In a survey to estimate the proportion "p" of votes that a party will poll in an election, the voter list is divided into male and female lists.
A sample of 100 from each list by simple random sampling without replacement (SRSWOR) is taken.
It is observed that $x_1$ and $x_2$ respectively from the samples will vote for the party.
The estimate of p is taken as $p=\dfrac{x_1+x_2}{200}$.
Is this a biased estimate ? Answer given: Yes. An undivided voter list would give unbiased estimate.
I did not understand why this approach would lead to a biased estimate.

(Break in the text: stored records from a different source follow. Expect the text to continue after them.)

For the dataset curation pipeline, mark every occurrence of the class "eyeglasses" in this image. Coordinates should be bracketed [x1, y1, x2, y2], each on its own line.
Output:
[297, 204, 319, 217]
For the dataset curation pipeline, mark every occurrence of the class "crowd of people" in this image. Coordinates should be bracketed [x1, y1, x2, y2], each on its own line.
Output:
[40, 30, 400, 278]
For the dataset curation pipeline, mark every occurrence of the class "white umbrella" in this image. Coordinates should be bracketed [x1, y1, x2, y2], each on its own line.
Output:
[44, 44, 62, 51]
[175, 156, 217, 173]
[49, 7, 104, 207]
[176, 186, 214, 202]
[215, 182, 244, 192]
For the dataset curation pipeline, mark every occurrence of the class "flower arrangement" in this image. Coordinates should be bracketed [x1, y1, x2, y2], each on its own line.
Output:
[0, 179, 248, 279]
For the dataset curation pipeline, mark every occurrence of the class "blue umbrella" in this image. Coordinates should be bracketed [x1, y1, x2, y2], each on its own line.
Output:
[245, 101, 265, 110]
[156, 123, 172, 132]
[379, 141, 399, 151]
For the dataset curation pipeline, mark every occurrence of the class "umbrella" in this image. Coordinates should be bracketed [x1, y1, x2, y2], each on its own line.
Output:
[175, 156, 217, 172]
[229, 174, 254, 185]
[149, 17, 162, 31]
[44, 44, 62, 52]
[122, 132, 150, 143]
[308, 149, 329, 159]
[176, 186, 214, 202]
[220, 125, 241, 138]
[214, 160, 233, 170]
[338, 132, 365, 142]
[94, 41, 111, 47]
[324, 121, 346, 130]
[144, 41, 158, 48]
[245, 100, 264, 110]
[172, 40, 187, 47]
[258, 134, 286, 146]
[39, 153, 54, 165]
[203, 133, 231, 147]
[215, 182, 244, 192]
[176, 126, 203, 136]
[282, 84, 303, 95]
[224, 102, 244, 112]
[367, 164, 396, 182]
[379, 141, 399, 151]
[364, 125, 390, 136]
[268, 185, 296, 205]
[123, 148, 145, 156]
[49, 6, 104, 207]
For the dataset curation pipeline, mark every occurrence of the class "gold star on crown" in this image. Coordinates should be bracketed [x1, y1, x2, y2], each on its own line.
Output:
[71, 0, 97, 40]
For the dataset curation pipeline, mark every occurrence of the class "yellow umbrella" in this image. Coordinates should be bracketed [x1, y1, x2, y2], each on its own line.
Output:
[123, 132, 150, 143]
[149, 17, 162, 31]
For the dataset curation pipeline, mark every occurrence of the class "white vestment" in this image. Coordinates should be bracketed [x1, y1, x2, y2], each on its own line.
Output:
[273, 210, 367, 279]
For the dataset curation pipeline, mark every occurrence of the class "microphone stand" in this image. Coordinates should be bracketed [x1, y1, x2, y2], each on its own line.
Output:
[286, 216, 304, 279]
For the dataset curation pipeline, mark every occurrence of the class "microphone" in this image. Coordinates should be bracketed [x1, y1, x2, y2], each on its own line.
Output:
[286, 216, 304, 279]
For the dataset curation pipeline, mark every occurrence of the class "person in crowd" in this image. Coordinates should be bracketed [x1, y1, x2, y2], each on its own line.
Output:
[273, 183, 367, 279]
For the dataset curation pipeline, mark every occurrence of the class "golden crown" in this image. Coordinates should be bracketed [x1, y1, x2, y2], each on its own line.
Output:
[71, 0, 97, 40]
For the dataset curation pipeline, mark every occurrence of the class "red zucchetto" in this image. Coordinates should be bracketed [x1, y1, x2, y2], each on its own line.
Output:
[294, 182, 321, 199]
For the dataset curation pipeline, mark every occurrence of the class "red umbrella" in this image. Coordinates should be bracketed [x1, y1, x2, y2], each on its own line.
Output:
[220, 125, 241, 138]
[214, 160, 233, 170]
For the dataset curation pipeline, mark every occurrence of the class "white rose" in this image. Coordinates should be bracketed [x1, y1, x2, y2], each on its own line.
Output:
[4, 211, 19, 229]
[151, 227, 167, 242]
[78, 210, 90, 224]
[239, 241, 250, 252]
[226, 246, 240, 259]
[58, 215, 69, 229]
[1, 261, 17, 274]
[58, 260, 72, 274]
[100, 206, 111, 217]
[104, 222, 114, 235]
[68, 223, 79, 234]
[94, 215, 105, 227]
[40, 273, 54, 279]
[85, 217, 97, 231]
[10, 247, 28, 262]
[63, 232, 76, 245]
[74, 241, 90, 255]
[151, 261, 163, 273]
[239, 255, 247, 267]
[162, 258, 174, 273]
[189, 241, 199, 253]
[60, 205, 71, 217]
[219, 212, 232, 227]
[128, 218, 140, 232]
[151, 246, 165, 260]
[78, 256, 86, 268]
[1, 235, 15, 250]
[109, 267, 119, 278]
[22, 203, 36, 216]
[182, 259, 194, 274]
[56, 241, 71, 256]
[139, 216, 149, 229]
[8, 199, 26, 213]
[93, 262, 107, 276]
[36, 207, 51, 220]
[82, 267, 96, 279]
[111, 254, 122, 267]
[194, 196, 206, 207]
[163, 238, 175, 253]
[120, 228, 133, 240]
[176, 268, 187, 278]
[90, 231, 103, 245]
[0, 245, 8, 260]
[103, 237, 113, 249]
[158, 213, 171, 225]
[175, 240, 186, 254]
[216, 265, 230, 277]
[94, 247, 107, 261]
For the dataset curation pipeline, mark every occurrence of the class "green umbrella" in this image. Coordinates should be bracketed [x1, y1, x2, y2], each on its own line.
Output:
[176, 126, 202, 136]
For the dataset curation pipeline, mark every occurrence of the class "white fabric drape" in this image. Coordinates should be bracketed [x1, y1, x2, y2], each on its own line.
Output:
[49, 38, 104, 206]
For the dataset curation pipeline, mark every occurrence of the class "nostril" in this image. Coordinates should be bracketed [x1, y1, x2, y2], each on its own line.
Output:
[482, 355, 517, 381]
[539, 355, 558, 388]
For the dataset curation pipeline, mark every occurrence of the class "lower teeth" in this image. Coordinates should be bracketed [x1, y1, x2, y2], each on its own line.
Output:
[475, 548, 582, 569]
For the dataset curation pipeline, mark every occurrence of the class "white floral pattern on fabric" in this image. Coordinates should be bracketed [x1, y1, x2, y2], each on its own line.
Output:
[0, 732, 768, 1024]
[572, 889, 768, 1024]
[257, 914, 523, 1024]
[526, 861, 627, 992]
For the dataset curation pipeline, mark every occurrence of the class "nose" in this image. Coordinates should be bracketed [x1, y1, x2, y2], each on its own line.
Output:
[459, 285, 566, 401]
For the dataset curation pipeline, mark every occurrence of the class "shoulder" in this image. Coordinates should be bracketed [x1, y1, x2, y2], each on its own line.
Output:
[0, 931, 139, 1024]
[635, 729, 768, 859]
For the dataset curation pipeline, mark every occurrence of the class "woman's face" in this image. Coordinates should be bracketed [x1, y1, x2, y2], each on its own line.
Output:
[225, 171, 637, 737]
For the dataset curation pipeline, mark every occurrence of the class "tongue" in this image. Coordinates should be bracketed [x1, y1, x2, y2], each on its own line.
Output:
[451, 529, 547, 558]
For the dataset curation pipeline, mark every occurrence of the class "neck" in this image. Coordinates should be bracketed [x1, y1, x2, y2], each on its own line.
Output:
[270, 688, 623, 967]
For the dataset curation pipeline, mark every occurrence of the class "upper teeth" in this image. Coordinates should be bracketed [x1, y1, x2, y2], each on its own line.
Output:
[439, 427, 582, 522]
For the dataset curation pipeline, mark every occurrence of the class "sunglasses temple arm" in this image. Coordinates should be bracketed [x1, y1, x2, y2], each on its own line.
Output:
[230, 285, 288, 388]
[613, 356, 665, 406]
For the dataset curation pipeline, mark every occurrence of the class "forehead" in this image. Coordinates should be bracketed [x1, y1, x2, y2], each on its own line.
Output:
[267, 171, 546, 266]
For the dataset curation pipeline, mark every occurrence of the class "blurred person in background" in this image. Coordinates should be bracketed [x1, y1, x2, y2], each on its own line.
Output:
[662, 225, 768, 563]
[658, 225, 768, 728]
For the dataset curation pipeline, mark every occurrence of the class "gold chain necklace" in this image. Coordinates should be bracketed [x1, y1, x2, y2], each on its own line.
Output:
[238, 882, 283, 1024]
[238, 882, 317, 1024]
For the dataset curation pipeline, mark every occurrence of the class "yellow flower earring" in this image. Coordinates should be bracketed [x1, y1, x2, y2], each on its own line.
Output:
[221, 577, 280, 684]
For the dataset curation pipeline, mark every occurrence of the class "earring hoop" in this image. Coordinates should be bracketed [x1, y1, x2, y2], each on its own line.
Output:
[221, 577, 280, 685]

I know the statistical definition of unbiasedness (when mean of the sampling distribution of a statistic equals the corresponding population parameter.)
Any hints ?
Imagine for a moment that there are 10,000 male voters and 100,000 female voters. Then each male in the sample represents 100 actual voters and each female in the sample represents 1,000 actual voters. So the estimate for the total number of people who vote for this party ought to be $100 x_1 + 1,000x_2$ and the estimate for the percentage ought to be $$ \tilde p = \frac{100 x_1 + 1,000x_2}{110,000} = \frac{x_1 + 10x_2}{1,100} $$
which is unbiased. Using an undivided (unblocked) sample of 200 also gives an unbiased estimate with lower variance.
The estimate $\frac{x_1 + x_2}{200}$ is unbiased only if the the number of male and female voters is the same.